No geral, foi um dia divertido, mas assustador. Em um dado momento, ouvi meus amigos gritando comigo; eles estavam me alertando sobre uma árvore de 50 metros que estava no rio ao meu lado. Saímos da correnteza e pudemos vê-la se enrolar em uma pedra. O som foi como um trovão. Este não é um lugar para quem não conhece o rio Chattooga, e ainda assim, a maioria das corredeiras é completamente diferente daquelas com vazão normal. É uma corredeira com águas turbulentas, e nadar aqui pode terminar muito mal.
15 de março de 2025
Desci as corredeiras de Sandy Ford até a rodovia a 1.66. Definitivamente, esse valor está um pouco abaixo do ideal para esse trecho, mas eu o faria novamente nesse nível. O percurso estava livre de troncos submersos perigosos em todas as corredeiras.
3 de Outubro, 2022
Fomos ao rio Chatooga para descer o trecho de Sandy Ford até Bull Sluice. A correnteza estava bem forte nas águas calmas e em Bull Sluice, mas todas as outras corredeiras correram bem. A pequena queda d'água na linha das duas quedas em Bull Sluice não tinha muita água passando por cima, o que fez com que um dos remadores da viagem ficasse preso bem na borda da queda.
Junho 11, 2022
Descemos ontem. A régua da internet marcava 1.85 pés. Imagino que isso signifique que a régua na ponte provavelmente marcava 1.7 pés.
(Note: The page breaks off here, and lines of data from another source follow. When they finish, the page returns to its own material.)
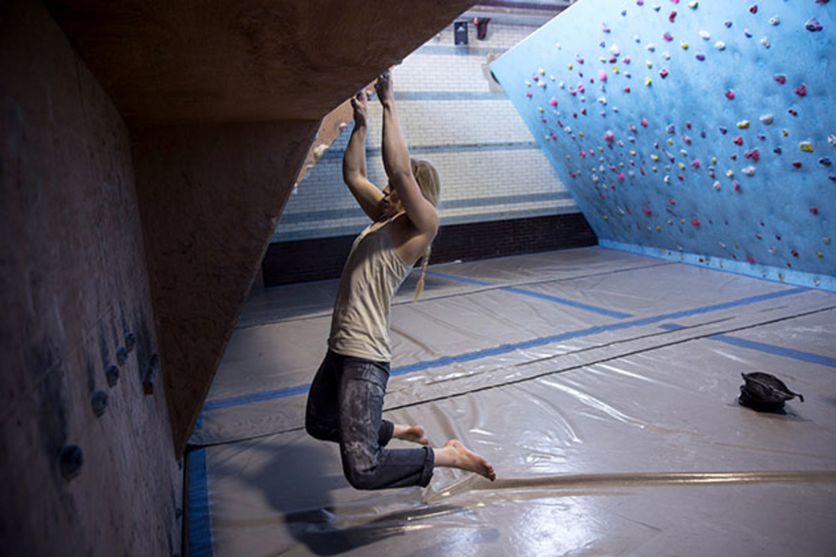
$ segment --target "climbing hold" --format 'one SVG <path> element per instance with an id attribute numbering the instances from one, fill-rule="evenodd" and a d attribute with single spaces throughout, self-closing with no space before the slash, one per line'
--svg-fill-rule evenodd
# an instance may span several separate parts
<path id="1" fill-rule="evenodd" d="M 822 24 L 819 23 L 818 20 L 815 18 L 810 18 L 807 20 L 807 23 L 804 23 L 804 28 L 808 31 L 815 33 L 817 31 L 821 31 L 824 28 L 822 27 Z"/>

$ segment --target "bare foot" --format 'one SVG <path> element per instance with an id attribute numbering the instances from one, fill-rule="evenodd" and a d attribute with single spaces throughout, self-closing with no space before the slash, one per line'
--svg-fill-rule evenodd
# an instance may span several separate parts
<path id="1" fill-rule="evenodd" d="M 468 450 L 456 439 L 447 441 L 444 447 L 436 448 L 435 452 L 436 466 L 473 472 L 487 478 L 492 482 L 497 479 L 497 473 L 493 471 L 493 467 L 487 460 Z"/>
<path id="2" fill-rule="evenodd" d="M 395 439 L 417 443 L 421 445 L 427 443 L 426 433 L 424 433 L 424 428 L 421 426 L 408 426 L 395 423 L 392 437 Z"/>

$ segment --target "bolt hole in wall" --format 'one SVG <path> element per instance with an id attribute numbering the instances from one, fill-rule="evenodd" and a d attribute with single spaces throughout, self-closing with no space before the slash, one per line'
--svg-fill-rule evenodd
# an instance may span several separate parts
<path id="1" fill-rule="evenodd" d="M 594 245 L 594 235 L 571 195 L 491 75 L 489 63 L 537 24 L 460 20 L 467 23 L 466 44 L 456 44 L 451 23 L 394 70 L 410 154 L 431 161 L 441 178 L 441 230 L 432 262 L 507 255 L 527 246 Z M 382 187 L 380 124 L 380 104 L 373 99 L 366 154 L 370 179 Z M 288 200 L 263 266 L 267 286 L 339 276 L 351 241 L 366 225 L 342 180 L 352 125 L 322 153 Z M 536 246 L 528 236 L 511 243 L 501 237 L 523 229 L 530 235 L 533 227 L 540 236 Z"/>
<path id="2" fill-rule="evenodd" d="M 827 0 L 584 0 L 492 64 L 604 246 L 836 289 Z"/>

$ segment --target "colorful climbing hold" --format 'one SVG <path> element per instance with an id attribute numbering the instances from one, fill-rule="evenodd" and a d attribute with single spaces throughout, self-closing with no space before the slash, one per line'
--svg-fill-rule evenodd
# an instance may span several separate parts
<path id="1" fill-rule="evenodd" d="M 812 33 L 815 33 L 817 31 L 821 31 L 824 28 L 822 27 L 822 24 L 819 23 L 818 20 L 815 18 L 810 18 L 807 20 L 807 23 L 804 23 L 804 28 Z"/>

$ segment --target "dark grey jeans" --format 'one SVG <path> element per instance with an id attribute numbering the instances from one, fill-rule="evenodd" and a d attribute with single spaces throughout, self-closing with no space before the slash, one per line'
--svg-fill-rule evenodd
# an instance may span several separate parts
<path id="1" fill-rule="evenodd" d="M 383 419 L 389 362 L 328 351 L 311 383 L 305 429 L 339 443 L 343 472 L 358 489 L 426 487 L 435 455 L 429 447 L 384 448 L 394 424 Z"/>

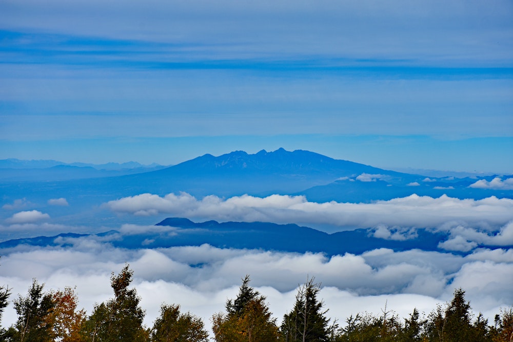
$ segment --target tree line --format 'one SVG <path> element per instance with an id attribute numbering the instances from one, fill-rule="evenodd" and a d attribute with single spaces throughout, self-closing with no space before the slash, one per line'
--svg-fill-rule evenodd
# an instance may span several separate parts
<path id="1" fill-rule="evenodd" d="M 75 290 L 44 291 L 33 280 L 25 296 L 13 300 L 17 320 L 0 328 L 0 341 L 8 342 L 207 342 L 209 334 L 199 317 L 181 311 L 177 304 L 163 304 L 151 328 L 143 325 L 141 298 L 130 288 L 133 272 L 125 265 L 111 276 L 114 297 L 95 304 L 90 315 L 77 308 Z M 465 291 L 427 316 L 414 309 L 400 318 L 387 307 L 378 315 L 358 313 L 340 324 L 327 316 L 314 278 L 301 286 L 295 301 L 282 321 L 272 317 L 266 297 L 249 285 L 246 275 L 236 297 L 224 312 L 211 317 L 218 342 L 513 342 L 513 309 L 503 310 L 489 324 L 475 316 Z M 0 323 L 11 289 L 0 287 Z"/>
Estava um nível ótimo para nossa primeira descida. As corredeiras ainda tinham bastante água. Raspamos em alguns pontos nos bancos de areia largos, mas nada que tenha sido um problema. Fizemos o porteio do trecho "Eye of the Needle". Simplesmente não gostamos da aparência dele. Descemos todo o resto. Não observamos nenhuma madeira em nenhuma das principais corredeiras de Sandy até Thrifts.